獸性瘋狂,殺戮兇殘。不是你死,便是我亡。有人化為屍骸,陪葬這片沃土;有人大徹大悟,自封為神;還有人繼續亡命天涯,卻不知路在何方,但覺光亮刺目……

天晴了?

白雲飄飄,日光明媚。浪濤拍岸,海風陣陣……

咦,還活著呢?

……

這是大海深處的一座孤島,裏許方圓,草木稀疏,頗顯荒涼。而便是如此荒涼地方,卻從海邊的沙灘上慢慢爬出一道人影。許是摔得太重,栽落太狠,又或時隔太久,他竟被深深埋入海沙。所幸並非肉體凡胎,尚不至於憋悶送命。

一夢又千年,仙鄉是何處呀?

無咎從沙灘中露出半截身子,神色稍稍茫然。少頃,恍然點頭。隨即手腳用力,爬了起來,走了兩步,步履倒也穩健。

他低頭打量,咧嘴慘兮兮一笑。

曾經的白衫,早已破爛不堪,裸露的四肢,沾滿了細沙。即使一頭濕漉漉的亂發,也透著海水的腥味。如此模樣,落魄而又狼狽。
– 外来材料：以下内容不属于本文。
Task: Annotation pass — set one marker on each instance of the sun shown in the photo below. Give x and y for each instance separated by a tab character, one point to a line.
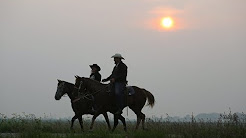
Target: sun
167	22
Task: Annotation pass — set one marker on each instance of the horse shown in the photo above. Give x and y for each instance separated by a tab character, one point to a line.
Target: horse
80	106
135	101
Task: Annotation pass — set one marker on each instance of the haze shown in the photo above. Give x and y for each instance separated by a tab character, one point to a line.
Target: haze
199	66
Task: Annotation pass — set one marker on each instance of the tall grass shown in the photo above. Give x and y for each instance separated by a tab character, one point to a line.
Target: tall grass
227	126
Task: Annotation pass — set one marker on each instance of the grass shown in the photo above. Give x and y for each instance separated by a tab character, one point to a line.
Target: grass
227	126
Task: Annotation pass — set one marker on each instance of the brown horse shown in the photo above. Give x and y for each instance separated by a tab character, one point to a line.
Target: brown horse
135	102
80	106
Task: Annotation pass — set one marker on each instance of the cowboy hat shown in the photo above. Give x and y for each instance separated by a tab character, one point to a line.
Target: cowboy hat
117	55
96	66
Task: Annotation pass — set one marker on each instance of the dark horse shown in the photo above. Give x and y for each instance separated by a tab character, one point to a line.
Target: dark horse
105	102
80	106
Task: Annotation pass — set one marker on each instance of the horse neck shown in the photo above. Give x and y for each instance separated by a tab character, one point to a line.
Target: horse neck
70	93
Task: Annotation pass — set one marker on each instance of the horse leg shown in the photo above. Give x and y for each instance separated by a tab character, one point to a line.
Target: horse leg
81	123
72	121
138	122
122	119
93	119
138	113
143	120
107	120
115	122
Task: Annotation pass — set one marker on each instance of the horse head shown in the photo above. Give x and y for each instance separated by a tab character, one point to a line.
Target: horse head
63	87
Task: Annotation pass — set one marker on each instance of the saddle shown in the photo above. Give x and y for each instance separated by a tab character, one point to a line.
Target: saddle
129	90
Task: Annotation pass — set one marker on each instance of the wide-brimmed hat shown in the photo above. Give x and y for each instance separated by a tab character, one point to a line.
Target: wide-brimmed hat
117	55
96	66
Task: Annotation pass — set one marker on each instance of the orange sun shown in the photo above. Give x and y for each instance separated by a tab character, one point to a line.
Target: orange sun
167	22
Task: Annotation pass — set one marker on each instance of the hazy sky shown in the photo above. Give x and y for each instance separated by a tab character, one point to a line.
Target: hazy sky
197	66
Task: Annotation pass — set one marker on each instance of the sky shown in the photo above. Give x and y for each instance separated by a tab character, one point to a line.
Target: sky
197	66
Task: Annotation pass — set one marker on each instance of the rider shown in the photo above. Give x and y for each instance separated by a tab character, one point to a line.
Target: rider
118	80
95	75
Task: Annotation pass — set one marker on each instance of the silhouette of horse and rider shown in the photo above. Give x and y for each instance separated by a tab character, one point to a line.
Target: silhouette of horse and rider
90	96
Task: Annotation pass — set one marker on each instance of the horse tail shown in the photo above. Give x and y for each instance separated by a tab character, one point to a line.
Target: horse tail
150	97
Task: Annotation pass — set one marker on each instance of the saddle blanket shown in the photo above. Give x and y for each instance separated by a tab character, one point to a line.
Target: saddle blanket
130	90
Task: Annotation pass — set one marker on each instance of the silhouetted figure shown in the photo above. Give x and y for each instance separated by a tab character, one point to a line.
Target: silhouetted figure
118	81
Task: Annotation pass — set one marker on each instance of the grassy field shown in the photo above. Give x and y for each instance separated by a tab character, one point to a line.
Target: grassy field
227	126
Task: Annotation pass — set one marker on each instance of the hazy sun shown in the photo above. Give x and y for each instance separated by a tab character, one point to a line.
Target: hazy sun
167	22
不過,隨著心念轉動,神識尚在,修為並未喪失,只是……

無咎內視修為,雙眉淺鎖。

曾經的築基九層的境界,如今變成了築基的五層。周身的法力,卻僅有羽士的三、四層。而境界猶在跌落,所恢復的法力也就此止步不前。

毋庸置疑,再這般下去,多年來辛苦恢復的境界與修為,終將喪失殆盡……

海風勁吹,涼爽陣陣。

無咎卻是心頭發冷,微微打了個寒顫。他轉身走到海島的礁石上,慢慢坐了下來,擡眼遠眺四方,然後又繼續憂心忡忡。

這是大海深處一座孤島,應該遠離部洲,也遠離了馮田的算計,擺脫了河葉的追殺。

而在此處昏迷了一個月,還是兩個月?

記不清楚了。

只記得,遭到馮田暗算的那一刻,頗為驚愕,雖然故作鎮定,卻無時無刻不在檢視體內的修為,指望著找出緣由,以便加以應對。想不到竟是被迫種下的精血魂誓,禁錮了識海。識海,乃泥丸所在,神控三元,一旦加以禁錮,整個人便如行屍走肉。精血魂誓的可怕之處,由此可想而知。於是急忙內視,果然在識海深處有所發現。意外的是,識海沒有完全禁錮。並非僥幸,而是在瑞祥施展魂誓之術的時候,自己以神洲萬靈谷的煉魂之術加以阻擋。雖未避免災禍,而魂誓之威卻為之減半。

但有轉機,豈肯束手待斃。

於是一邊與馮田周旋,一邊暗中嘗試著施展萬靈谷的煉魂之術,以及《天窮訣》。

萬靈谷的煉魂之術,能夠淬煉神識,強化命魂,或能籍此擺脫魂誓的束縛也未可知。

《天窮訣》,乃是無意中得到的一篇法訣,與《神武訣》相仿,能夠強行提升修為。